We want to understand, what does it mean to think
computationally?
That leads to the philosophical question, so
what's computation?
And like a good philosophical question, that leads to
another, deeper philosophical question.
To answer that question of what's computation, let's
start by asking the question, what is knowledge?
And, as we're going to see, we can divide
knowledge up into 2 parts.
There's declarative knowledge, which we can think of the
statements of fact.
And there's imperative
knowledge, or how to's methods.
Statements of facts give us true, but, as we'll see, they
don't necessarily help us think about how to find new
information.
Imperative knowledge, how to methods or recipes, give us
ways of finding new information, and that's going
to be really valuable to us.
Now, to look at this, let's look at an example.
So, what do we mean by declarative knowledge?
Well, here's a piece of declarative knowledge.
That first statement says, the square root of a number x is a
number y such that y * y = x .
You know that's true from high school algebra.
It's a statement of truth.
It tells us something about how to decide whether a
particular number is a square root or not, but can we use
this to actually find a square root?
And the answer is no.
If we have a number x equal to 25 and we're trying to find
the square root of that, and somebody gives us a guess y =
5, we can use this statement to test to see if 5 * 5 = 25 ,
which it does.
But it doesn't tell us how to find the guess.
So declarative knowledge, which is what much of
knowledge is based on, isn't what we need.
We want a different kind of knowledge, and for that,
fortunately, we have imperative knowledge.
As we said, imperative knowledge is how to kinds of
knowledge, or methods or recipes for finding something,
and here's a recipe for deducing square root.
It's actually attributed to Heron of Alexandria, although
there's some debate as to whether he was the original
creator of this algorithm, but it dates from the first
century AD.
And you can see the description here.
Description says if I want to find the square root of some
number x, I'm going to start with a guess.
I'll call it g.
I'm going to take g and multiply it by itself and look
if that result is close enough to x.
If it is, I'm going to stop, and say that g is the answer.

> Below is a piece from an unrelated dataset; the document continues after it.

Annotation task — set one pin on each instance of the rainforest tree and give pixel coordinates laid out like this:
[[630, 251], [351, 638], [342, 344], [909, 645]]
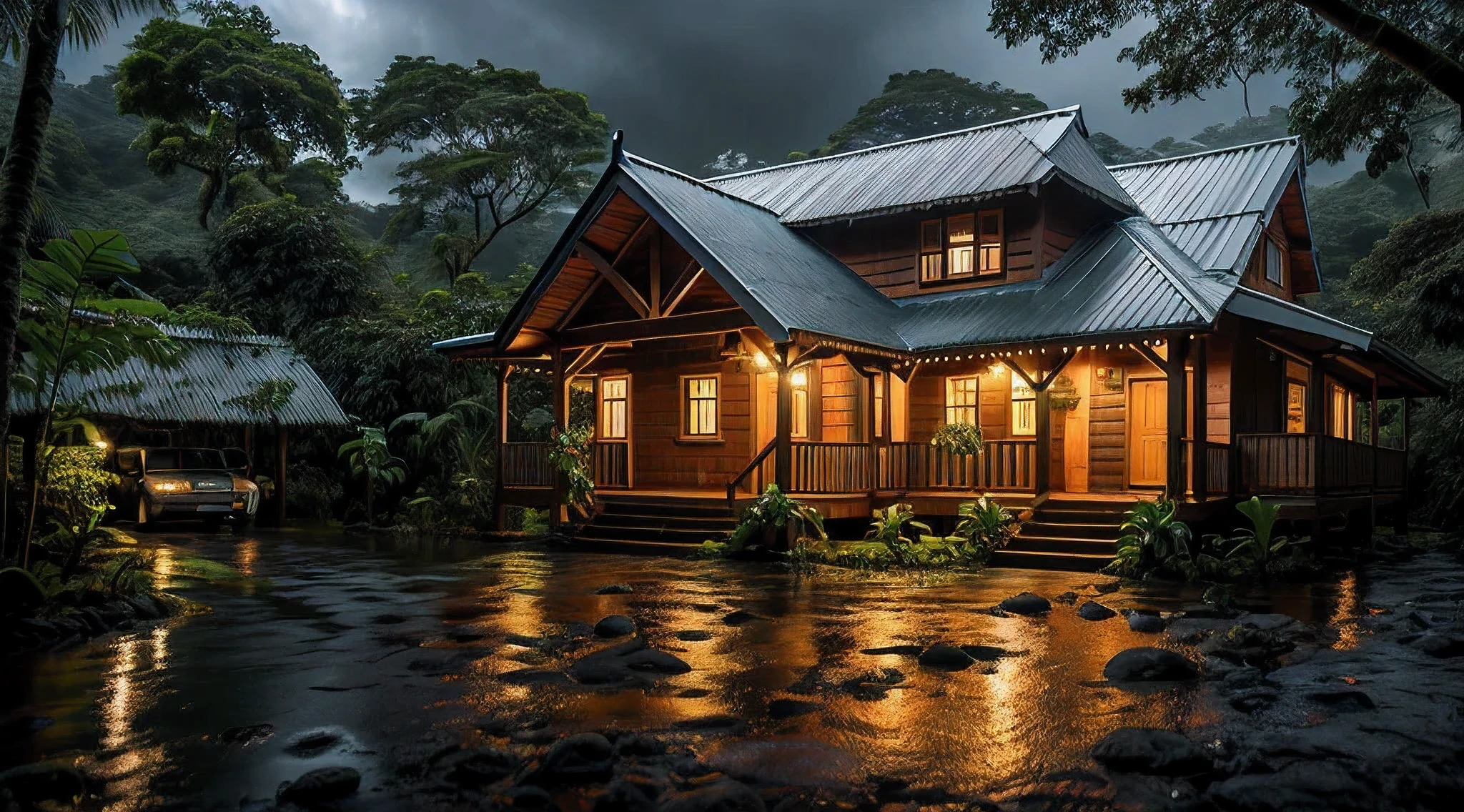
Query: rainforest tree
[[494, 147], [1363, 74], [230, 102]]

Otherwise, I'm going to make a new guess by averaging g and
x/g , and using this new guess, which I will call g
again, I'm going to repeat the process until we get something
that's close enough.

## Notice, this is a mechanical set of steps and it has some

basic forms.
Right here there's a test.
It's going to let us know when we're done,
when we're close enough.
If that test isn't satisfied, then there's some simple
calculations, like here, that tells us what to do.
And then, finally, there's a flow of control, or a loop,
that tells us how to keep executing the same sequence of
operations until we get, in fact, to a
place where we're done.
This is something that tells us how to find a square root.

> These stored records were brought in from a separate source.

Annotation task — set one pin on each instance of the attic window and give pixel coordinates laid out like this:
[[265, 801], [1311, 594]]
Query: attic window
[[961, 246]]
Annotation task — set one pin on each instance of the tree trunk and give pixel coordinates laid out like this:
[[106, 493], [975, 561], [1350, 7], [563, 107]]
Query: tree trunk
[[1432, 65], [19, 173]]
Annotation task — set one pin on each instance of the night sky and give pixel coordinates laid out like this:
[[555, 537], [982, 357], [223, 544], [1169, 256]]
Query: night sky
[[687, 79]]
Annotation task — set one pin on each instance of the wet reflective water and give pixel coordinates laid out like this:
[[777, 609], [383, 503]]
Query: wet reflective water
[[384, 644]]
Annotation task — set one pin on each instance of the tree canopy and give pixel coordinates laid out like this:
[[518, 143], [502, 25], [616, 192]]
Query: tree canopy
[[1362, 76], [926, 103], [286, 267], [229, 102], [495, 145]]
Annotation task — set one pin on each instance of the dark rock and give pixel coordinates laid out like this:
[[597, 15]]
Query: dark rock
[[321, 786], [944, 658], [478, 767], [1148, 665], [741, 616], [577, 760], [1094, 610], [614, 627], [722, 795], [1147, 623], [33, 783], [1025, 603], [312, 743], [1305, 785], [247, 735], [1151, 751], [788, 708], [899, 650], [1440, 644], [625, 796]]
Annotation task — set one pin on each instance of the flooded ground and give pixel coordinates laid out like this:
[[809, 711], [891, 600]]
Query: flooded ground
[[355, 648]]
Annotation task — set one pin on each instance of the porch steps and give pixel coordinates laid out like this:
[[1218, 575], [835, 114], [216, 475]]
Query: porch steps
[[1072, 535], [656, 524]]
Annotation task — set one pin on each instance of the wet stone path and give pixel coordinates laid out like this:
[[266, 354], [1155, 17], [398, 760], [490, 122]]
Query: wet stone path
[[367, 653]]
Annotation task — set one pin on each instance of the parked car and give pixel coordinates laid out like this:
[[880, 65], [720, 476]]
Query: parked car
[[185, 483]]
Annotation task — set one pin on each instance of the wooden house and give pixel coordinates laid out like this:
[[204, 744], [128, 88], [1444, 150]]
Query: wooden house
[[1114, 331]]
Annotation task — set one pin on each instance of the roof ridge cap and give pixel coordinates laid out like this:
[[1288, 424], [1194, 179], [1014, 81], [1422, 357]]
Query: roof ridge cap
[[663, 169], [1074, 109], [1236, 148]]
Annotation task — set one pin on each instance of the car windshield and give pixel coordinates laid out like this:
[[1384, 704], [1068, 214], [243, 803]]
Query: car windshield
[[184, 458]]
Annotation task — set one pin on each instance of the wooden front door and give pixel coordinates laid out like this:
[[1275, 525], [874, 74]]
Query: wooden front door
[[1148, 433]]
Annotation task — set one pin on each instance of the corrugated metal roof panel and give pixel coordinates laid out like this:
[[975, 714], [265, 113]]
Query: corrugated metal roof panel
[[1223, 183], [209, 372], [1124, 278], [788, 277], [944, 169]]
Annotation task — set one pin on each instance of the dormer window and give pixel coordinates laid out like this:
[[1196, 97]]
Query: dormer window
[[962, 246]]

This is imperative knowledge and this is what we want.
OK, let's try it out.
Here's a little description of that.
Let's see what happens if we were actually to do it.

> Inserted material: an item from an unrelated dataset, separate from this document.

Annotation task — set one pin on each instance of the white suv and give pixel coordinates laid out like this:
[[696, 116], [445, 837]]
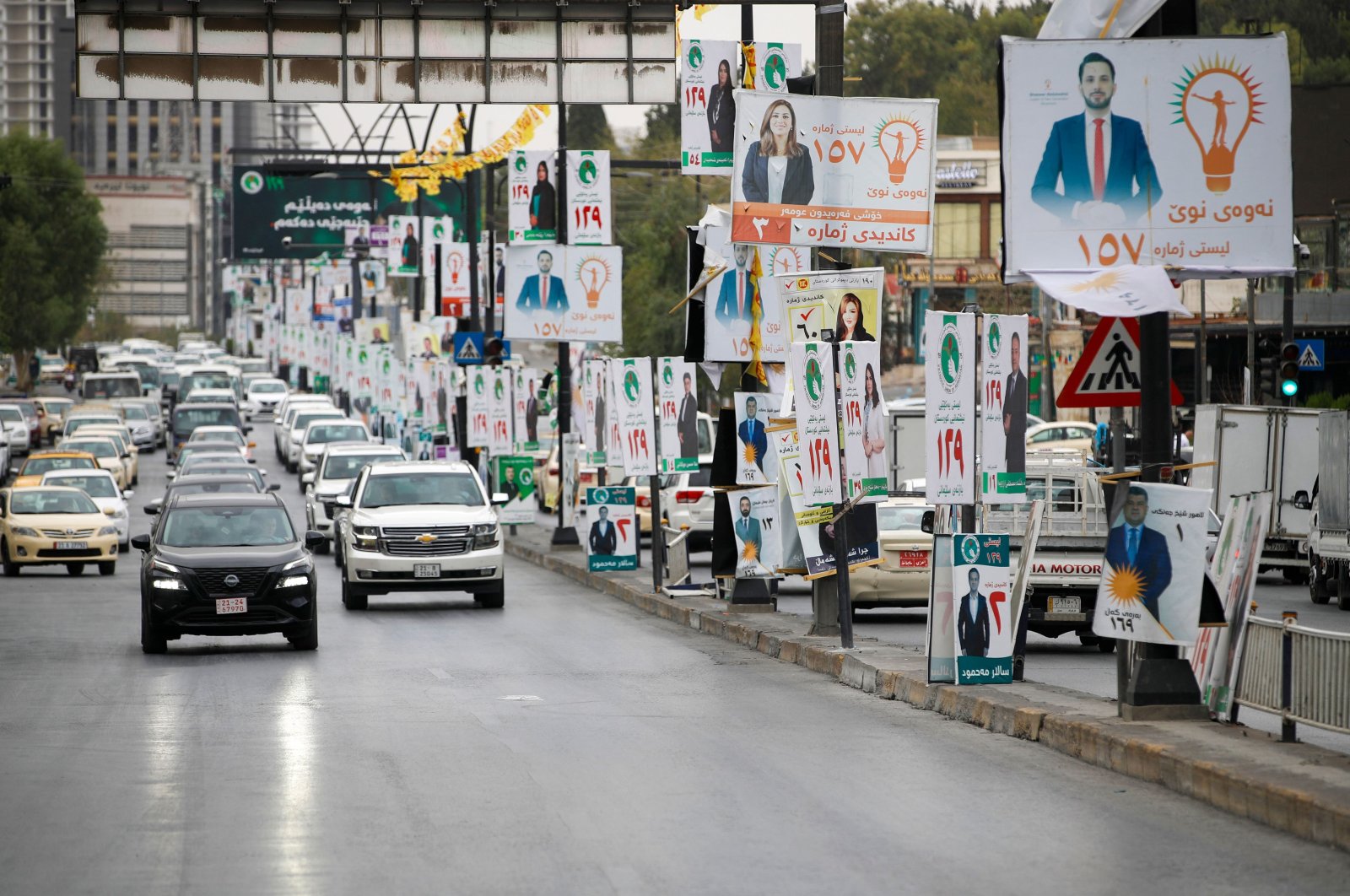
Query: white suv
[[422, 525]]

So I'm going to do a simple little simulation.
I want to find the square root of 25.
And, yeah, I know the answer is 5, but let's think about
what might happen here.
I'm going to start with a guess and I'm just going to
initially guess 3.
Heron of Alexandria's algorithm says
multiply 3 by itself.
That, of course, gives me 9.
Is 9 close enough to 25?
I don't think so, so let's get x/g , which is about 8.33.
And now, let's take the average of x/g and g.
So we add g and x/g , take the average of
that, and we get 5.67.
And then our little recipe says take
that and do it again.
So this now becomes my new guess, 5.67.
I multiply those together.
I happen to know that comes out to be about 32.5.
I've gotten closer to 25, but it ain't there yet, so that's
not close enough.
Again, let's take x divided by this g which turns out to be
about 4.41, and then I take g and x/g and I average them,
and I get 5.04.
And my algorithm says, my recipe says, take
this and do it again.
5.04 multiplied by itself is about 25.4, and I'm going to
say, you know what, that's close enough, so my little
recipe says there's the answer.
Not perfect, but close enough.
So, Heron had it right.
This looks like a pretty good algorithm.
This is a way of describing a method for doing something,
and that idea, that notion of a recipe, is something we're
going to use a lot.
So we can think of algorithms as being recipes, sequences of
mechanical steps for doing something.
We put that analogy to a little bit more use, we can
see that recipes have much of the same form, real recipes.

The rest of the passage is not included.